Other Uses for Avocado Seeds
Even if you don’t want to eat avocado pits, there are plenty of ways to use them around the house.
1. Grow your own tree by poking four toothpicks into the widest part of the seed and using these to suspend it over a glass of water. Make sure the pit’s fat end is immersed at least 1 inch in water and refill it as needed. In 3 weeks or so it will start to sprout.

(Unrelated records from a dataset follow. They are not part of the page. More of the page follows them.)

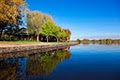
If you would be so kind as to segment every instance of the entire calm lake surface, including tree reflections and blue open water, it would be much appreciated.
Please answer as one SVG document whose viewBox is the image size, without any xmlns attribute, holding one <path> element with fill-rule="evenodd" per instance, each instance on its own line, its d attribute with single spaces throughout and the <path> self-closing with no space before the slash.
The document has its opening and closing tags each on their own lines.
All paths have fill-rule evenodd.
<svg viewBox="0 0 120 80">
<path fill-rule="evenodd" d="M 0 80 L 120 80 L 119 45 L 77 45 L 0 60 Z"/>
</svg>

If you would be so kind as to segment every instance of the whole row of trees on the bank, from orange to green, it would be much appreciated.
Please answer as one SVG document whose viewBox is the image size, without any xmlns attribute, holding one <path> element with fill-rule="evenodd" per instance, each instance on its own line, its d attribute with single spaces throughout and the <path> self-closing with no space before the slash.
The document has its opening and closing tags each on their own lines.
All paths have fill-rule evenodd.
<svg viewBox="0 0 120 80">
<path fill-rule="evenodd" d="M 26 6 L 25 0 L 0 0 L 0 39 L 2 35 L 14 35 L 20 30 L 19 25 L 23 24 L 23 9 Z M 49 38 L 55 37 L 57 41 L 67 41 L 71 32 L 57 26 L 50 15 L 39 11 L 27 11 L 27 35 L 34 34 L 39 41 L 39 35 Z"/>
</svg>

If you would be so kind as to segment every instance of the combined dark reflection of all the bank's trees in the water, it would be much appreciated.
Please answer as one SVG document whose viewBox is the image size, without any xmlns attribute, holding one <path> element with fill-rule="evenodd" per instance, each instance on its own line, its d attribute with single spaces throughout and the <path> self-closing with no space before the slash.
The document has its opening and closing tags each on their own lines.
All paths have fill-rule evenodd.
<svg viewBox="0 0 120 80">
<path fill-rule="evenodd" d="M 27 57 L 3 58 L 0 60 L 0 80 L 23 80 L 30 76 L 47 75 L 70 56 L 68 50 L 57 50 Z"/>
</svg>

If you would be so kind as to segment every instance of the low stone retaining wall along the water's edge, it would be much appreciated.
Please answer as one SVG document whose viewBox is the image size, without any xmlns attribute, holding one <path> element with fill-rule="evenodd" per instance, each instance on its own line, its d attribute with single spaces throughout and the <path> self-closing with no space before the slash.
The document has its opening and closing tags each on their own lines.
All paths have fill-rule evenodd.
<svg viewBox="0 0 120 80">
<path fill-rule="evenodd" d="M 77 45 L 77 42 L 72 43 L 59 43 L 59 44 L 48 44 L 48 45 L 34 45 L 34 46 L 17 46 L 17 47 L 0 47 L 0 54 L 3 53 L 14 53 L 19 51 L 29 51 L 29 50 L 41 50 L 42 49 L 52 49 L 66 46 Z"/>
</svg>

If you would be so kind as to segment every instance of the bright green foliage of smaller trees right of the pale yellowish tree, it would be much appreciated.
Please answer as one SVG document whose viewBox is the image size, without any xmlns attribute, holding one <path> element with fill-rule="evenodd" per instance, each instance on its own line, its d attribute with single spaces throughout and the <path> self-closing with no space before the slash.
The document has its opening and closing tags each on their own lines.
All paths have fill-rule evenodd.
<svg viewBox="0 0 120 80">
<path fill-rule="evenodd" d="M 46 21 L 42 28 L 41 28 L 41 34 L 48 37 L 48 36 L 54 36 L 57 38 L 65 38 L 67 37 L 67 34 L 64 29 L 57 27 L 53 22 Z"/>
</svg>

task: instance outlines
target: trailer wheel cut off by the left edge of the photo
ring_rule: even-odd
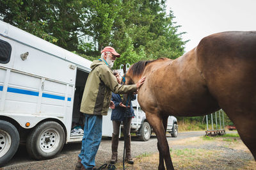
[[[20,135],[8,121],[0,120],[0,167],[6,164],[18,150]]]

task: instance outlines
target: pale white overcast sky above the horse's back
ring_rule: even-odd
[[[185,51],[200,40],[222,31],[256,31],[256,0],[167,0],[179,32],[186,43]]]

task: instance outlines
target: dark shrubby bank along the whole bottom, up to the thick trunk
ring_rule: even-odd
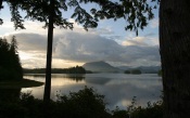
[[[2,90],[3,91],[3,90]],[[3,93],[1,91],[1,93]],[[10,91],[10,90],[9,90]],[[147,107],[135,106],[135,100],[126,109],[116,107],[114,110],[105,108],[104,95],[93,89],[85,87],[68,95],[58,95],[56,101],[48,105],[42,100],[30,94],[20,93],[0,96],[0,118],[162,118],[163,104],[156,102]]]

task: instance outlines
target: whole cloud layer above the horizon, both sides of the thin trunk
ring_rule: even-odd
[[[94,34],[94,31],[76,30],[55,29],[53,67],[76,66],[93,61],[105,61],[115,65],[128,66],[160,64],[159,45],[153,41],[150,44],[151,40],[154,39],[147,37],[127,38],[119,44],[115,40]],[[22,64],[25,67],[45,67],[47,36],[34,32],[13,35],[18,41],[20,52],[25,53],[21,54]],[[11,38],[12,35],[7,37]]]

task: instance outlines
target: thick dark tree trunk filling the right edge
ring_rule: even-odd
[[[161,0],[165,118],[190,118],[190,1]]]

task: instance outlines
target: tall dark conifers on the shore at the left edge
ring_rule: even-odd
[[[0,80],[22,78],[23,69],[15,36],[12,37],[10,43],[5,38],[0,38]]]

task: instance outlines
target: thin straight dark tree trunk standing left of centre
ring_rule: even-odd
[[[47,67],[43,101],[49,102],[51,95],[51,62],[52,62],[52,44],[53,44],[53,16],[54,0],[50,0],[50,16],[48,24],[48,47],[47,47]]]

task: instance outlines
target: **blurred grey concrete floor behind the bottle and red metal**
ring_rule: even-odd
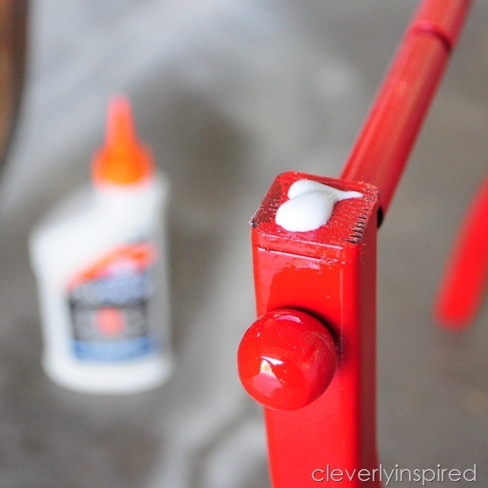
[[[268,486],[261,411],[235,367],[254,319],[247,222],[275,174],[339,174],[415,4],[31,3],[22,113],[1,182],[2,488]],[[477,464],[479,486],[488,310],[457,334],[436,328],[429,308],[487,168],[487,16],[488,3],[475,3],[381,228],[378,273],[381,462]],[[116,91],[130,96],[171,181],[177,368],[158,390],[114,398],[63,390],[41,371],[26,239],[86,181]]]

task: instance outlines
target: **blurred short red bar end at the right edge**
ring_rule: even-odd
[[[462,329],[473,321],[488,277],[488,176],[468,206],[436,299],[434,319]]]

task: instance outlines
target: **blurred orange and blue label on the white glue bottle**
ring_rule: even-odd
[[[155,351],[148,305],[155,247],[124,245],[68,283],[74,354],[85,361],[120,361]]]

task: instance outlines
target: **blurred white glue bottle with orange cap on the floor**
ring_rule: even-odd
[[[128,100],[109,103],[89,188],[31,234],[43,368],[66,388],[130,393],[171,372],[165,280],[167,183],[139,143]]]

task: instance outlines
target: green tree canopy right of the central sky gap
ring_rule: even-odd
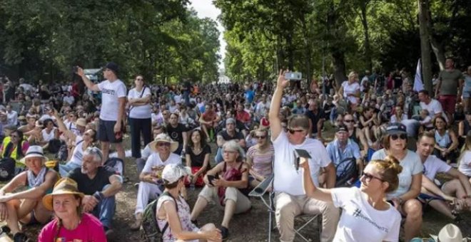
[[[423,0],[420,0],[423,1]],[[327,73],[396,68],[414,71],[420,58],[418,1],[215,0],[226,27],[226,73],[234,80],[267,80],[289,68],[310,79]],[[466,0],[430,0],[434,70],[444,56],[469,60],[471,19]]]

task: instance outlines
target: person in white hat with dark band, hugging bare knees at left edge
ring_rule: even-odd
[[[19,229],[19,221],[26,224],[49,221],[51,211],[44,208],[41,199],[44,194],[51,192],[58,177],[54,170],[44,166],[46,157],[40,146],[29,147],[21,161],[25,162],[28,170],[16,175],[0,189],[0,221],[6,221],[15,241],[27,240]],[[25,184],[28,189],[12,193]]]

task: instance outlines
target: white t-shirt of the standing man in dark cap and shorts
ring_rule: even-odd
[[[119,98],[126,98],[126,85],[121,80],[103,80],[98,83],[101,90],[100,119],[105,121],[118,120]]]

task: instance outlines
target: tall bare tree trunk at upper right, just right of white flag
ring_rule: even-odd
[[[422,81],[425,84],[425,89],[432,95],[432,58],[430,55],[430,33],[428,28],[430,23],[428,4],[429,0],[418,0]]]

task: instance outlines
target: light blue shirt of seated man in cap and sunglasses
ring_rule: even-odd
[[[333,142],[327,144],[327,154],[329,154],[330,159],[336,167],[337,175],[342,174],[344,166],[338,167],[338,164],[346,158],[355,158],[360,159],[360,147],[353,140],[348,139],[345,149],[342,151],[338,144],[338,140],[335,139]],[[344,163],[345,164],[345,163]],[[345,164],[347,165],[347,164]]]

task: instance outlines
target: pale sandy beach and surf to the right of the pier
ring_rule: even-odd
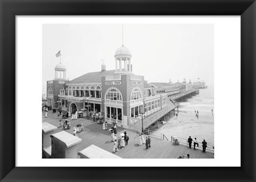
[[[198,119],[195,117],[195,110],[199,113]],[[157,132],[163,133],[167,138],[196,137],[198,143],[205,139],[209,145],[214,146],[214,88],[200,89],[198,95],[180,102],[178,118],[172,113],[171,117],[167,117],[166,125],[159,127]]]

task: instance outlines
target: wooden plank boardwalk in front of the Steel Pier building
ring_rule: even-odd
[[[48,118],[45,118],[44,112],[42,114],[43,122],[49,122],[54,126],[59,127],[59,118],[57,113],[48,112]],[[70,121],[70,118],[68,119]],[[78,144],[78,151],[83,150],[84,148],[90,145],[96,145],[100,148],[103,148],[106,151],[112,152],[114,147],[114,142],[111,142],[110,131],[103,130],[102,124],[98,124],[97,122],[93,122],[92,119],[87,120],[85,118],[79,118],[77,120],[70,121],[71,129],[66,130],[67,133],[73,135],[73,127],[75,127],[78,123],[84,124],[84,131],[79,134],[79,138],[82,139],[82,142]],[[111,126],[108,125],[108,129]],[[55,133],[63,131],[63,128],[58,128],[55,130]],[[129,158],[129,159],[141,159],[141,158],[165,158],[165,159],[176,159],[179,156],[190,154],[192,159],[198,158],[214,158],[214,155],[210,152],[203,153],[201,149],[191,149],[184,145],[174,146],[169,140],[161,140],[157,138],[151,137],[151,147],[146,149],[145,144],[142,146],[138,145],[138,134],[133,131],[127,131],[129,135],[129,143],[124,148],[119,149],[115,154],[120,156],[121,158]],[[117,127],[117,136],[124,132],[123,128]],[[146,140],[146,135],[144,136]],[[77,152],[78,152],[77,151]],[[77,155],[77,158],[79,156]]]

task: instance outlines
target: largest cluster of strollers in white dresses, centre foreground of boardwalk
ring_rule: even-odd
[[[113,152],[115,153],[118,151],[119,147],[120,147],[119,149],[122,149],[123,147],[125,147],[125,145],[128,145],[129,136],[126,133],[126,130],[124,130],[124,133],[120,134],[117,139],[115,130],[111,130],[111,131],[113,131],[111,133],[111,142],[114,142]]]

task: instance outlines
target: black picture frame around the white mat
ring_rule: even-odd
[[[255,181],[255,1],[0,0],[0,13],[1,181]],[[241,15],[241,167],[15,167],[15,15]]]

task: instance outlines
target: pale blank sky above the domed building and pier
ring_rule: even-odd
[[[115,52],[122,45],[122,24],[43,24],[43,80],[54,79],[61,50],[66,78],[115,69]],[[124,24],[124,46],[132,54],[135,75],[148,82],[191,81],[200,78],[213,86],[213,24]]]

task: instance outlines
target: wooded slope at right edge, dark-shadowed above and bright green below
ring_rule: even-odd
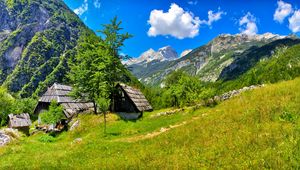
[[[292,45],[295,43],[296,45]],[[279,47],[278,44],[282,46]],[[266,52],[270,51],[267,48],[274,47],[277,49],[272,50],[271,56],[266,55]],[[237,57],[231,65],[223,69],[219,80],[222,82],[218,86],[219,93],[254,84],[276,83],[299,77],[299,51],[299,39],[282,39],[253,50],[245,57]]]

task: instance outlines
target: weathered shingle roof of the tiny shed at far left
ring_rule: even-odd
[[[18,115],[9,114],[9,125],[12,128],[26,127],[31,125],[30,116],[28,113],[22,113]]]

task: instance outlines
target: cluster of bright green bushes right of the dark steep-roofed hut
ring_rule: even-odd
[[[168,75],[164,84],[164,88],[148,88],[145,93],[155,109],[193,105],[216,94],[212,84],[201,82],[197,77],[183,71],[175,71]]]

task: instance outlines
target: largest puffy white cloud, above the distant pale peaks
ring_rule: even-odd
[[[151,25],[148,30],[149,36],[171,35],[183,39],[197,36],[201,21],[199,17],[194,17],[193,13],[184,11],[173,3],[168,12],[152,10],[148,23]]]

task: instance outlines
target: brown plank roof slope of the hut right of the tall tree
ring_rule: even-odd
[[[123,91],[127,94],[127,96],[140,112],[153,110],[152,106],[139,89],[130,87],[125,84],[119,84],[119,86],[123,89]]]

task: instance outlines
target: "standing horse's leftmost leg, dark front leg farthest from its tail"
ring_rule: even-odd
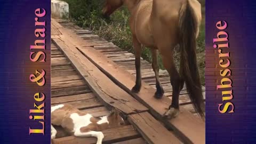
[[[136,82],[132,87],[132,92],[139,92],[141,88],[141,71],[140,71],[140,55],[142,46],[138,39],[133,36],[132,38],[133,48],[135,51],[135,69],[136,69]]]

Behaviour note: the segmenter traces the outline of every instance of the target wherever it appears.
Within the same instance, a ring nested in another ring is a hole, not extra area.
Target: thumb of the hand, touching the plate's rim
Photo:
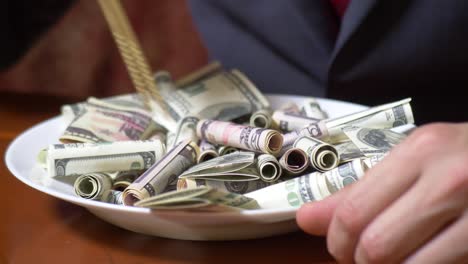
[[[296,213],[299,227],[311,235],[326,235],[336,207],[346,197],[353,185],[341,189],[321,201],[304,204]]]

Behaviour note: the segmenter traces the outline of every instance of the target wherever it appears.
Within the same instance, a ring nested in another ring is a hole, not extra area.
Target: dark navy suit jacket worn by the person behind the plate
[[[417,124],[468,121],[468,1],[190,0],[213,59],[270,93],[366,105],[412,97]]]

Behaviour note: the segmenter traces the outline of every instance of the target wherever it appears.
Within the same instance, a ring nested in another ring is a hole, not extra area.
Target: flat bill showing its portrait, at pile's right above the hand
[[[390,129],[347,126],[343,132],[368,157],[385,154],[406,138],[405,134]]]

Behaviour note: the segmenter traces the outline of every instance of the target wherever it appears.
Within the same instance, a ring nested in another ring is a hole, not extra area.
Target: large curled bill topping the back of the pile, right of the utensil
[[[219,71],[179,89],[167,72],[158,72],[155,79],[169,115],[153,113],[153,118],[171,132],[186,116],[227,121],[270,107],[266,97],[236,69]]]

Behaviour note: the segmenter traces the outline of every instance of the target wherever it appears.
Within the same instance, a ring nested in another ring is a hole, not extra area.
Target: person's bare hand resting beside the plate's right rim
[[[415,129],[357,183],[304,205],[297,222],[327,234],[349,263],[468,259],[468,123]]]

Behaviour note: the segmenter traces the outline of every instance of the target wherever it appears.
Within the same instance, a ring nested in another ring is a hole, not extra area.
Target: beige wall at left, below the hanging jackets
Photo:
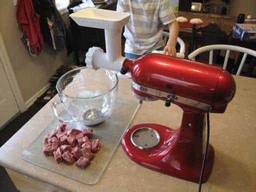
[[[62,64],[72,63],[72,56],[66,52],[57,55],[50,46],[45,47],[38,56],[31,56],[20,41],[20,29],[16,21],[16,6],[12,0],[1,0],[0,3],[0,33],[7,50],[13,71],[23,95],[24,101],[31,98],[44,87]],[[64,17],[66,20],[67,15]]]

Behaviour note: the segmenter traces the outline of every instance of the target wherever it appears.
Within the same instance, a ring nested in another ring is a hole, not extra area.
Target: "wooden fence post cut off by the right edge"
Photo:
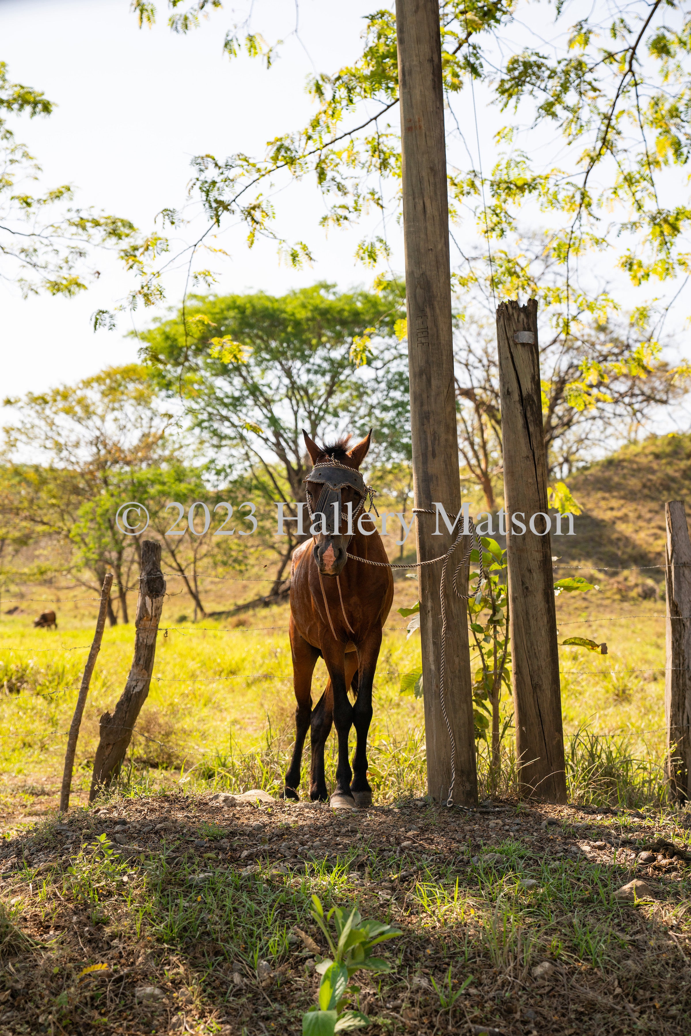
[[[665,503],[667,589],[665,718],[672,802],[691,799],[691,541],[683,500]]]

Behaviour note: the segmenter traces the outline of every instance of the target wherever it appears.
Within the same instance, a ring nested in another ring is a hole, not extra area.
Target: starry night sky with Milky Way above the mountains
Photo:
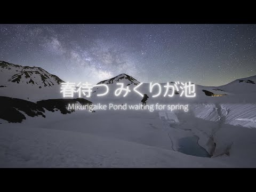
[[[0,25],[0,60],[74,83],[218,86],[256,75],[256,25]]]

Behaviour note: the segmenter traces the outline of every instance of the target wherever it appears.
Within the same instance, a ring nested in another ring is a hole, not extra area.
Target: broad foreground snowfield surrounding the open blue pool
[[[76,111],[62,115],[49,111],[45,119],[28,117],[21,124],[6,123],[0,125],[0,167],[256,166],[256,129],[224,125],[214,140],[217,153],[212,158],[197,157],[179,153],[179,139],[196,134],[207,148],[206,127],[211,132],[215,123],[189,114],[177,116],[180,125],[165,126],[158,113]]]

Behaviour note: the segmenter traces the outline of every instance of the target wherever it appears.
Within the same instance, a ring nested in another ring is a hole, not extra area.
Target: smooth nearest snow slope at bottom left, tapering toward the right
[[[9,124],[0,127],[0,135],[0,167],[230,167],[214,159],[85,133]]]

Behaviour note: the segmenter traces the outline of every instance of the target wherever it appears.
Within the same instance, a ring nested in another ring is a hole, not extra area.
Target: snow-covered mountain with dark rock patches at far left
[[[41,67],[23,67],[0,61],[0,96],[29,101],[59,99],[62,98],[62,82]]]

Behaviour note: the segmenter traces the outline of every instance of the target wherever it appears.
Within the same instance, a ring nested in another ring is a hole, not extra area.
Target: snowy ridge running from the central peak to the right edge
[[[170,79],[170,80],[175,80],[175,79]],[[244,97],[241,96],[241,94],[248,94],[246,95],[246,101],[247,102],[253,102],[254,94],[256,94],[256,76],[252,77],[247,77],[247,78],[242,78],[242,79],[237,79],[227,85],[222,85],[222,86],[202,86],[202,85],[196,85],[195,84],[195,90],[196,90],[196,97],[195,98],[185,98],[180,97],[181,89],[179,91],[175,91],[175,94],[172,97],[172,101],[193,101],[193,102],[208,102],[208,101],[214,101],[217,100],[215,97],[222,97],[222,101],[229,101],[229,102],[240,102],[244,99]],[[116,85],[116,83],[123,83],[124,88],[126,89],[126,86],[129,87],[129,92],[125,98],[122,97],[115,97],[114,91],[118,89],[120,86]],[[101,81],[98,84],[106,84],[109,87],[109,93],[108,95],[105,95],[105,99],[111,99],[111,100],[133,100],[133,101],[140,101],[141,100],[141,95],[133,91],[133,88],[137,85],[139,85],[141,82],[137,81],[135,78],[126,75],[126,74],[120,74],[117,75],[116,77],[107,79],[105,81]],[[157,83],[157,82],[153,82]],[[183,82],[185,83],[185,82]],[[153,91],[150,92],[149,90],[149,83],[144,83],[141,84],[138,87],[138,91],[141,94],[147,94],[149,96],[149,102],[150,101],[159,101],[159,102],[169,102],[170,98],[168,97],[163,97],[163,94],[166,90],[164,86],[166,83],[160,83],[162,86],[162,93],[159,97],[157,98],[152,98],[152,95],[158,93],[158,88],[154,87]],[[175,82],[169,82],[169,85],[174,85]],[[179,86],[178,86],[179,87]],[[95,95],[100,94],[104,92],[105,88],[104,87],[94,87],[93,92],[92,92],[92,100],[98,101],[98,99],[102,98],[97,98]],[[238,95],[239,94],[239,95]],[[213,99],[213,97],[215,99]],[[230,99],[230,97],[232,99]],[[220,99],[218,99],[220,100]]]

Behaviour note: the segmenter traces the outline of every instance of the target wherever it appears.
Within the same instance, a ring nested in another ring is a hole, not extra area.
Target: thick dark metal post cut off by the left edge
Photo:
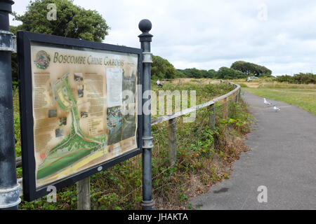
[[[0,210],[17,210],[21,201],[20,185],[16,180],[13,126],[11,52],[14,46],[8,18],[13,3],[0,0]]]

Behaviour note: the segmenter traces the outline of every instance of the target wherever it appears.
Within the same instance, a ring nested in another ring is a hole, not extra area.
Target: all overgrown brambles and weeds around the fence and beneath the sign
[[[232,86],[225,84],[164,85],[169,90],[197,90],[199,102],[225,94]],[[155,87],[154,87],[155,90]],[[186,89],[187,90],[187,89]],[[14,90],[15,148],[20,155],[20,121],[18,116],[18,90]],[[229,178],[231,164],[239,153],[247,148],[242,144],[249,132],[251,116],[243,102],[230,102],[228,116],[222,119],[222,106],[216,104],[216,126],[209,118],[213,108],[197,111],[195,123],[177,120],[178,150],[176,164],[169,165],[168,126],[160,123],[152,126],[152,187],[157,209],[190,209],[190,197],[206,192],[210,186]],[[18,168],[18,176],[22,171]],[[91,176],[91,209],[140,209],[142,164],[138,155],[110,169]],[[22,200],[20,209],[76,209],[75,185],[58,191],[57,202],[49,203],[46,197],[34,202]]]

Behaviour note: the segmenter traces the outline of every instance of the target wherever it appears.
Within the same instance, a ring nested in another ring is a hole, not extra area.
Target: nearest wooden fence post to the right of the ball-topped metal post
[[[169,120],[169,162],[170,165],[176,163],[177,156],[177,118]]]

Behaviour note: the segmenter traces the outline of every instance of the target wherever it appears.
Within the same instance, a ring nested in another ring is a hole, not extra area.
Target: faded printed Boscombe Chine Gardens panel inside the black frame
[[[31,54],[37,188],[137,148],[138,55],[38,44]]]

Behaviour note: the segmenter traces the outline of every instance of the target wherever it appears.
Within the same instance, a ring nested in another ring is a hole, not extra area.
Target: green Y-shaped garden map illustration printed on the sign
[[[106,134],[99,137],[89,137],[82,132],[77,99],[74,97],[68,83],[68,76],[69,73],[58,79],[53,84],[52,91],[53,104],[57,102],[62,111],[71,113],[71,132],[57,145],[47,149],[44,161],[37,169],[37,179],[43,179],[46,176],[54,174],[95,151],[103,150],[107,146]]]

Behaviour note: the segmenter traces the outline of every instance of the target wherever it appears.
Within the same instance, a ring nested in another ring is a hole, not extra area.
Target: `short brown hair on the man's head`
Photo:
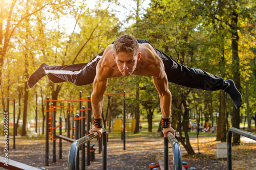
[[[124,53],[131,53],[133,52],[134,56],[137,56],[139,54],[139,43],[131,35],[121,35],[118,37],[114,42],[114,51],[115,55],[117,55],[120,52]]]

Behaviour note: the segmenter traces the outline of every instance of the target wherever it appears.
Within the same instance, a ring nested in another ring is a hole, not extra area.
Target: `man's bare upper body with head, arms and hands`
[[[123,46],[123,39],[117,39],[114,44],[105,48],[103,56],[96,67],[96,77],[93,84],[92,108],[95,119],[101,118],[103,94],[108,84],[108,78],[121,76],[152,76],[154,85],[159,93],[160,107],[163,121],[169,120],[172,95],[168,89],[164,64],[156,54],[154,48],[148,44],[138,44],[134,38],[134,45]],[[127,38],[125,38],[127,40]],[[143,54],[143,55],[142,55]],[[102,133],[96,126],[90,131]],[[167,132],[175,133],[171,127],[163,128],[164,137]]]

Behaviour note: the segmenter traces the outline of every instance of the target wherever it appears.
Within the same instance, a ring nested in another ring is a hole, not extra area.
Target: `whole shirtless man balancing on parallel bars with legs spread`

2. Make a wind chime by screwing an eye hook in the fat end of a dried seed. Repeat with several seeds and hang them from the edges of an embroidery circle suspended from a larger hook. The seeds will make an interesting woodblock sound when they tap each other.
3. Use them to exfoliate rough skin by pulverizing the seed into granules and mixing these with olive or coconut oil. Apply in the shower, rubbing in a circular motion, then rinse. Or add them to a homemade hand scrub.
4. Keep guacamole green by popping the pit into the top of the dip before storage.
5. Make jewelry, which is a particularly fun craft for kids.
6. Use it for a natural dye which, believe it or not, comes out a lovely shade of pink.
7. Make a face mask by mashing together half of the avocado, 2 tablespoons of honey, and the pulverized avocado pit. Apply to face and let sit for 10 minutes, then scrub with warm water to exfoliate before rinsing.
Who knew you could not only eat avocado pits but use them in such a variety of ways?